Part of Agard’s method has been assembling a “closed roster” of constructors and choosing women like Zhouqin Burnikel, Gail Grabowski and Zawistowski to be on it. But he has also spearheaded a Facebook group dedicated to helping new constructors get into the game and actively reached out to women to ask for submissions, as well as spent extra time to turn maybes into yeses.

“I think some editors think all they need to do, or all they can do, is say ‘I want to publish more people from X group’ and have that appear in their inbox,” he writes. Some editors, he notes, won’t even go that far, to which he says: “whew.”

Not everyone is a fan of the scrutiny that is now being applied to grids. In April, there was debate among crossword fanatics on Facebook when NOOSE showed up in a major puzzle. Some found it appalling, given the connotations of lynching and the fact that nooses are still used as a means of terrorizing minorities. Others said that kind of reaction was the problem. “People are overly sensitive about every little word or thing anymore,” one person wrote. “Sheesh!”

David Steinberg, another young phenom and editor of the widely disseminated Universal crossword, recruited Agard to work as his assistant editor before Agard got the USA Today post. (Both puzzles are syndicated by the same parent company.) Steinberg has been working on representation-related projects too and says Agard has had a “huge influence” on him.

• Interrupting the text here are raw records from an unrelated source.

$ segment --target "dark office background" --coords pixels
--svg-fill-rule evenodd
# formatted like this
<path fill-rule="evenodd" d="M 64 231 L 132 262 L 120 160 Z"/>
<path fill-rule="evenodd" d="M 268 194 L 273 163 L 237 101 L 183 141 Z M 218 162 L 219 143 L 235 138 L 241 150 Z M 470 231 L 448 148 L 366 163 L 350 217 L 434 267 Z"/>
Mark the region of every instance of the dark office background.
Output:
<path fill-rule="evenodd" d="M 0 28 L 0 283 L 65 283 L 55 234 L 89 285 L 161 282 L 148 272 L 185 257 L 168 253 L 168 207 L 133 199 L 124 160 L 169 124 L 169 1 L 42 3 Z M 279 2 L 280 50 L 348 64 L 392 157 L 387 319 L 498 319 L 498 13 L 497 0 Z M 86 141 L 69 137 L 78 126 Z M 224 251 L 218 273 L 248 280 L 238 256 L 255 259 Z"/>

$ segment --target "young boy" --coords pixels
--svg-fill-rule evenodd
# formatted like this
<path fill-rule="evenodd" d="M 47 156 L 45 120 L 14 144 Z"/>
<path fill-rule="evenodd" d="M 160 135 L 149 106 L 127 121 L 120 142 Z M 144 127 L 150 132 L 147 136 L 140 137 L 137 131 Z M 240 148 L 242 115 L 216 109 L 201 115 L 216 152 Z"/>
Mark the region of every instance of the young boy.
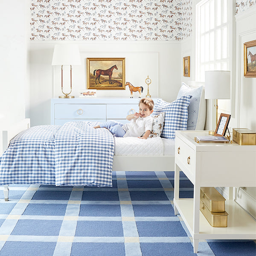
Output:
<path fill-rule="evenodd" d="M 153 113 L 154 101 L 151 99 L 143 98 L 140 101 L 139 107 L 139 113 L 127 116 L 126 119 L 131 121 L 128 124 L 124 125 L 114 121 L 109 121 L 94 128 L 106 128 L 116 137 L 137 137 L 146 140 L 152 130 L 153 118 L 150 115 Z"/>

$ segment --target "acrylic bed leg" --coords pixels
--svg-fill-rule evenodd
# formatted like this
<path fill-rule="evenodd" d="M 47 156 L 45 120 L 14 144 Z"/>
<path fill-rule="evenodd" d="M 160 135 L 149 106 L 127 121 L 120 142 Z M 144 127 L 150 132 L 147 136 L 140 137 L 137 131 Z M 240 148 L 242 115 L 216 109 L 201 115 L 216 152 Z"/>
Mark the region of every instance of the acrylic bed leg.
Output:
<path fill-rule="evenodd" d="M 198 250 L 199 240 L 198 239 L 193 239 L 193 245 L 194 246 L 194 253 L 197 253 Z"/>
<path fill-rule="evenodd" d="M 9 201 L 9 188 L 8 185 L 5 185 L 3 186 L 3 195 L 4 195 L 4 201 Z"/>

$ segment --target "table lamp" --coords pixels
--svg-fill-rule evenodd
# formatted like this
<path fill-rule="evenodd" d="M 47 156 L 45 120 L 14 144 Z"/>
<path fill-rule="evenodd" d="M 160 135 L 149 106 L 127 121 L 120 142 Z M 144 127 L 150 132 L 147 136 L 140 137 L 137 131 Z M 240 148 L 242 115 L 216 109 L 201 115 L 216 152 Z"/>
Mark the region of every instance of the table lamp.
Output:
<path fill-rule="evenodd" d="M 204 98 L 216 100 L 216 127 L 218 125 L 218 100 L 230 98 L 230 72 L 222 70 L 205 71 Z M 212 132 L 213 133 L 212 134 Z M 209 131 L 213 135 L 214 131 Z"/>
<path fill-rule="evenodd" d="M 59 98 L 68 99 L 75 98 L 70 96 L 72 90 L 72 65 L 81 65 L 81 61 L 78 46 L 76 44 L 56 44 L 54 47 L 52 56 L 52 65 L 61 65 L 61 91 L 64 95 Z M 70 91 L 68 93 L 63 92 L 63 65 L 70 66 Z"/>

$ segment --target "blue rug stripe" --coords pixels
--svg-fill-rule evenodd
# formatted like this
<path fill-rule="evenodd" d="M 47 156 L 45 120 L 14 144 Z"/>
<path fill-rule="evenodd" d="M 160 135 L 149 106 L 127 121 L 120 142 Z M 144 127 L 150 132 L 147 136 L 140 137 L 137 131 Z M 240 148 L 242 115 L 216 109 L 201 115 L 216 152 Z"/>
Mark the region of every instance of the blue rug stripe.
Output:
<path fill-rule="evenodd" d="M 57 236 L 10 236 L 7 241 L 12 242 L 55 242 L 58 241 Z"/>
<path fill-rule="evenodd" d="M 57 243 L 53 256 L 70 256 L 72 243 L 58 242 Z"/>
<path fill-rule="evenodd" d="M 11 212 L 10 214 L 14 215 L 21 215 L 28 207 L 28 203 L 18 203 Z"/>
<path fill-rule="evenodd" d="M 140 237 L 140 243 L 191 243 L 187 236 Z"/>
<path fill-rule="evenodd" d="M 125 256 L 142 256 L 139 243 L 125 243 Z"/>
<path fill-rule="evenodd" d="M 73 243 L 124 243 L 122 236 L 75 236 Z"/>
<path fill-rule="evenodd" d="M 121 204 L 120 206 L 122 217 L 134 217 L 134 213 L 131 204 Z"/>

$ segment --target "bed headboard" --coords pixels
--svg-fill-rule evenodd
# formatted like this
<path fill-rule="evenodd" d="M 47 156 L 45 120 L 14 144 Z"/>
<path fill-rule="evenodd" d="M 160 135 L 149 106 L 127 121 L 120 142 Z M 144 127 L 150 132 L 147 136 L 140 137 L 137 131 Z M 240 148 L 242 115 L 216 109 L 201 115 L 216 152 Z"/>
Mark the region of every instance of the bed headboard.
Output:
<path fill-rule="evenodd" d="M 10 141 L 21 131 L 30 127 L 30 119 L 25 118 L 15 123 L 8 131 L 3 131 L 3 151 L 8 148 Z"/>

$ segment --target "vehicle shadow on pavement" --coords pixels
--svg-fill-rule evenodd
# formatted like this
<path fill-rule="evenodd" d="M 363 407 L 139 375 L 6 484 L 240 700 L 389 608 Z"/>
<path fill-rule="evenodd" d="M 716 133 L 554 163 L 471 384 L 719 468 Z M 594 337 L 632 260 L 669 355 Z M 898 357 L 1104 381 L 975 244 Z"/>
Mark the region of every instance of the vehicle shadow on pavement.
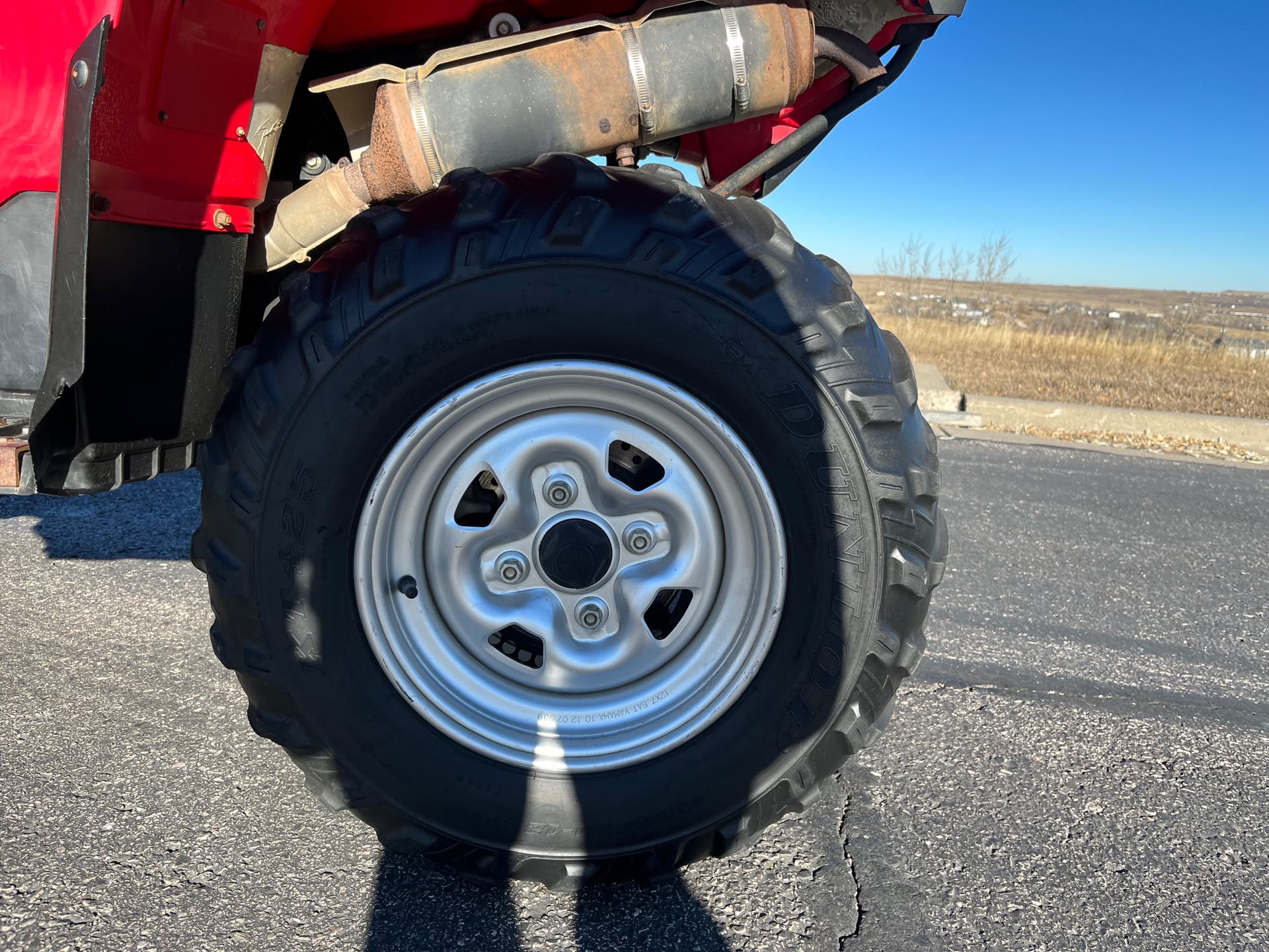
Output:
<path fill-rule="evenodd" d="M 365 952 L 457 948 L 727 952 L 728 946 L 681 880 L 551 892 L 528 883 L 477 883 L 425 857 L 385 853 Z"/>
<path fill-rule="evenodd" d="M 189 559 L 198 527 L 198 473 L 91 496 L 0 496 L 0 519 L 36 519 L 48 559 Z"/>

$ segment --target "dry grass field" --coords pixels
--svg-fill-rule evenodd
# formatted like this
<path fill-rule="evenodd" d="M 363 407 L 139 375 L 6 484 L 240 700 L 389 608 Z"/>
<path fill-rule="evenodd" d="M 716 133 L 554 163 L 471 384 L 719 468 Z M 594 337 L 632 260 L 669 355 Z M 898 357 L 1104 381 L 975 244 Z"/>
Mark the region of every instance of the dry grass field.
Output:
<path fill-rule="evenodd" d="M 878 315 L 957 390 L 1269 419 L 1269 359 L 1110 334 L 1056 334 Z"/>

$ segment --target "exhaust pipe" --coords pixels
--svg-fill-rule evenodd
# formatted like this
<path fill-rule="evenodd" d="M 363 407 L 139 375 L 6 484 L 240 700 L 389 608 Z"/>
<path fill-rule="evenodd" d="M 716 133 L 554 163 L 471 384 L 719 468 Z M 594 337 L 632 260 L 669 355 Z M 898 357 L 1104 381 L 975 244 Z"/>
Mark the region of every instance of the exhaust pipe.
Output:
<path fill-rule="evenodd" d="M 801 3 L 654 0 L 624 19 L 557 24 L 443 50 L 409 70 L 315 83 L 315 93 L 382 84 L 369 147 L 261 216 L 251 270 L 303 261 L 371 203 L 419 195 L 454 169 L 607 155 L 775 112 L 811 85 L 815 57 Z"/>

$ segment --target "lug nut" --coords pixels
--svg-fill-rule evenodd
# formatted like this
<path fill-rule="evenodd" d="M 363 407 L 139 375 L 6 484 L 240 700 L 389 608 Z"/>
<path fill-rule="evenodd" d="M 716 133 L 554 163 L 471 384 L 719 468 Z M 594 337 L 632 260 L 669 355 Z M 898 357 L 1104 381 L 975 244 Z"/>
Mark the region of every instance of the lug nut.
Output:
<path fill-rule="evenodd" d="M 608 605 L 598 598 L 584 598 L 577 603 L 575 614 L 582 628 L 598 628 L 608 621 Z"/>
<path fill-rule="evenodd" d="M 652 536 L 652 527 L 646 522 L 632 522 L 626 527 L 622 542 L 624 542 L 626 548 L 634 555 L 646 555 L 652 550 L 656 537 Z"/>
<path fill-rule="evenodd" d="M 519 552 L 504 552 L 497 557 L 497 565 L 495 566 L 497 571 L 497 578 L 505 581 L 508 585 L 514 585 L 522 581 L 528 574 L 529 567 L 524 561 L 524 556 Z"/>
<path fill-rule="evenodd" d="M 542 487 L 542 495 L 556 509 L 563 509 L 577 498 L 577 484 L 570 476 L 552 476 Z"/>

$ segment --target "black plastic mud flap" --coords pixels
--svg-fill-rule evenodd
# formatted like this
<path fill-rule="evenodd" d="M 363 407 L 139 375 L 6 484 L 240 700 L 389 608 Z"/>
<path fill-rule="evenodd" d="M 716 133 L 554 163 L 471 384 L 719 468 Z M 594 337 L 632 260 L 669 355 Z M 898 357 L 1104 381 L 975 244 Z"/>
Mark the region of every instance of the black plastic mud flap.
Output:
<path fill-rule="evenodd" d="M 89 140 L 109 83 L 109 25 L 104 18 L 67 67 L 47 363 L 29 413 L 41 493 L 98 493 L 193 466 L 237 333 L 245 234 L 90 213 Z"/>

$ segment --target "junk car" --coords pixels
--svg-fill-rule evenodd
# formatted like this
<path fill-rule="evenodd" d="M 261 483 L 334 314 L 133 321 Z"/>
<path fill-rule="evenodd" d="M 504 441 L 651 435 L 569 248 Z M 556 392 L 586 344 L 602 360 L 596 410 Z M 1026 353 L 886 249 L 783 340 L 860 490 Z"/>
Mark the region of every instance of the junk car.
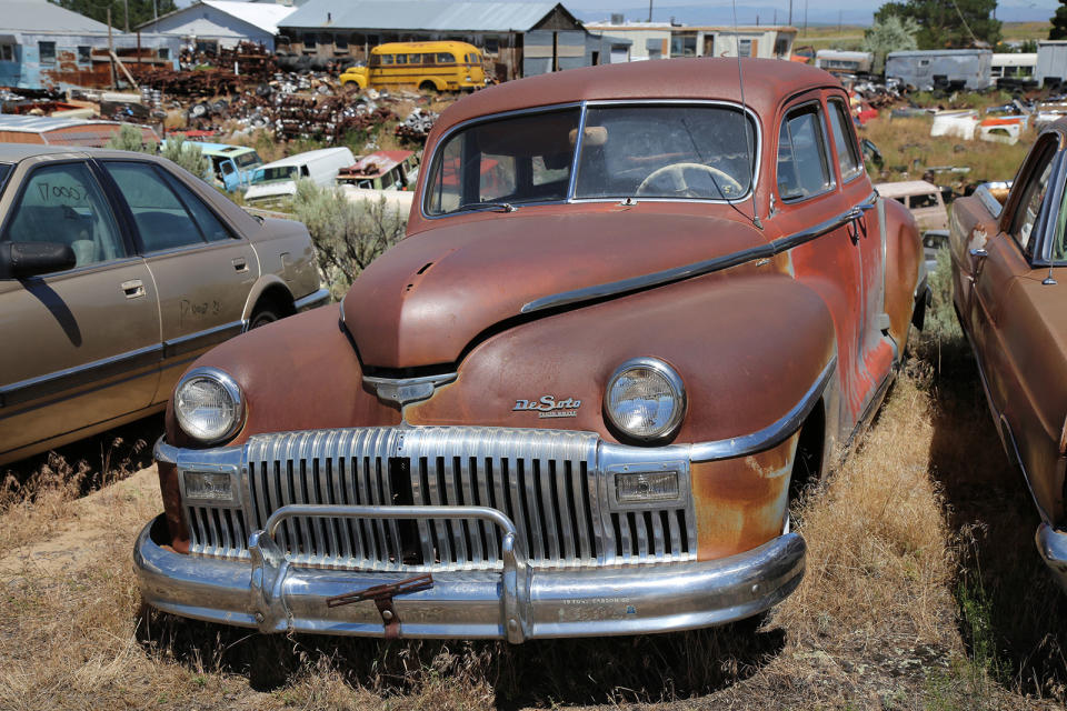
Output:
<path fill-rule="evenodd" d="M 328 299 L 307 228 L 169 160 L 0 144 L 0 463 L 161 411 L 210 347 Z"/>
<path fill-rule="evenodd" d="M 1011 183 L 953 207 L 953 301 L 1008 459 L 1040 515 L 1038 551 L 1067 590 L 1067 120 L 1038 136 Z M 1008 190 L 1010 186 L 1010 190 Z"/>
<path fill-rule="evenodd" d="M 821 70 L 679 59 L 477 92 L 339 309 L 182 377 L 143 598 L 511 642 L 756 614 L 800 582 L 790 483 L 877 409 L 921 261 Z"/>

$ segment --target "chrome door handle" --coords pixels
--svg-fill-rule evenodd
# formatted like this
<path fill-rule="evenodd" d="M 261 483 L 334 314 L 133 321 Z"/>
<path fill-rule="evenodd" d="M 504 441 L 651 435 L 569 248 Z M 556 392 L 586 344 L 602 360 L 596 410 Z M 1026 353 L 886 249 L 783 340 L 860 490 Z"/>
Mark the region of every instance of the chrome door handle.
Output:
<path fill-rule="evenodd" d="M 144 296 L 144 282 L 140 279 L 131 279 L 122 282 L 122 292 L 127 299 L 137 299 Z"/>

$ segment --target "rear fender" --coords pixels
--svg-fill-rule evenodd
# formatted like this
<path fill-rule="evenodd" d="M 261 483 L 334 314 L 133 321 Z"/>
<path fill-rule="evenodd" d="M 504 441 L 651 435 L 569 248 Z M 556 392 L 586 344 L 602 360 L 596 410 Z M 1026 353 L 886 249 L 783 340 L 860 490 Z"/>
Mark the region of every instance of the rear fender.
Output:
<path fill-rule="evenodd" d="M 886 217 L 886 301 L 889 334 L 897 343 L 907 340 L 919 294 L 924 264 L 923 240 L 915 218 L 896 200 L 882 199 Z M 925 301 L 924 301 L 925 303 Z"/>

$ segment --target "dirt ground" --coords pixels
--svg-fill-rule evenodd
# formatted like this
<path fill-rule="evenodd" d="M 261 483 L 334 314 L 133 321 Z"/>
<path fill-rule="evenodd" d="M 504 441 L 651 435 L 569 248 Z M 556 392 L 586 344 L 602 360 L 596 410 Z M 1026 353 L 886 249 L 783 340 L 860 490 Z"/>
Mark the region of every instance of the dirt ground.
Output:
<path fill-rule="evenodd" d="M 0 709 L 1063 705 L 1067 605 L 958 333 L 926 337 L 857 449 L 796 503 L 798 591 L 685 634 L 387 644 L 143 609 L 131 550 L 161 508 L 158 429 L 9 468 Z"/>

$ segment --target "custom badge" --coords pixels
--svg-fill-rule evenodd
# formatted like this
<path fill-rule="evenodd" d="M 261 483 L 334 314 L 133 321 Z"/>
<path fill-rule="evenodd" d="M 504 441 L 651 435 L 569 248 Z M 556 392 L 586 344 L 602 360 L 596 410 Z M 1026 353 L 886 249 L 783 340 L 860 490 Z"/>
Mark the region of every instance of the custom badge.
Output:
<path fill-rule="evenodd" d="M 541 395 L 537 400 L 516 400 L 511 411 L 537 412 L 539 418 L 576 418 L 580 407 L 581 400 L 557 400 L 552 395 Z"/>

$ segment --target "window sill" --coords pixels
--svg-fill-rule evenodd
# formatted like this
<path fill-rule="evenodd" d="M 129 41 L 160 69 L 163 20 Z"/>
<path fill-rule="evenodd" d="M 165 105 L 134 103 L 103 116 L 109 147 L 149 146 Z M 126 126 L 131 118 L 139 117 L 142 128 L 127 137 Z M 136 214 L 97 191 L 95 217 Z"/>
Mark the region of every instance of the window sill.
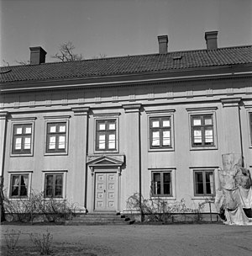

He notes Agard’s recent efforts to include references to American Indian culture. (The tribe NEZPERCE, for instance, appeared in a July puzzle that Agard both constructed and edited.) “One really good effect is more people solving the puzzle see themselves in the puzzle,” Steinberg says. “A lot of editors are taking notice of what he’s doing.”

Zawistowski says that devout solvers have taken notice too. Such individuals might do four or five puzzles every day. Asking them to alter which ones they do borders on the religious. The USA Today puzzle, previously regarded as too easy and too boring – not to mention plagued by a plagiarism scandal known as “Gridgate”—was not a popular choice, she says. But since Agard took over, that’s changed. It’s still relatively easy to solve—words are generally short, clues have context that enable good guesses even if something is unfamiliar—but there’s no predicting what will be in it. One solver even started a blog devoted to the puzzle, a type of zealous oversight typically reserved for the likes of the New York Times.

When I asked Agard about his general philosophy toward editing, he says, “i want someone who has never attempted a crossword before to be able to get through it and have fun.” Exposing people to new things “can be a goal” too.

In Zawistowski’s view, this is the crux of things. The fact that the majority of puzzles are made and controlled by the same demographic is not an issue because any particular group has some right to be represented. It’s about the experience. It’s about viewing the crossword as a place to learn something new rather than simply confirm what you already know. “The whole point of a crossword, or any puzzle, is to surprise and delight people,” Zawistowski says, “and there is no surprise and delight when there is too much sameness.” There’s no surprise and delight when it’s all twistable treats. There is plenty when there’s mustard.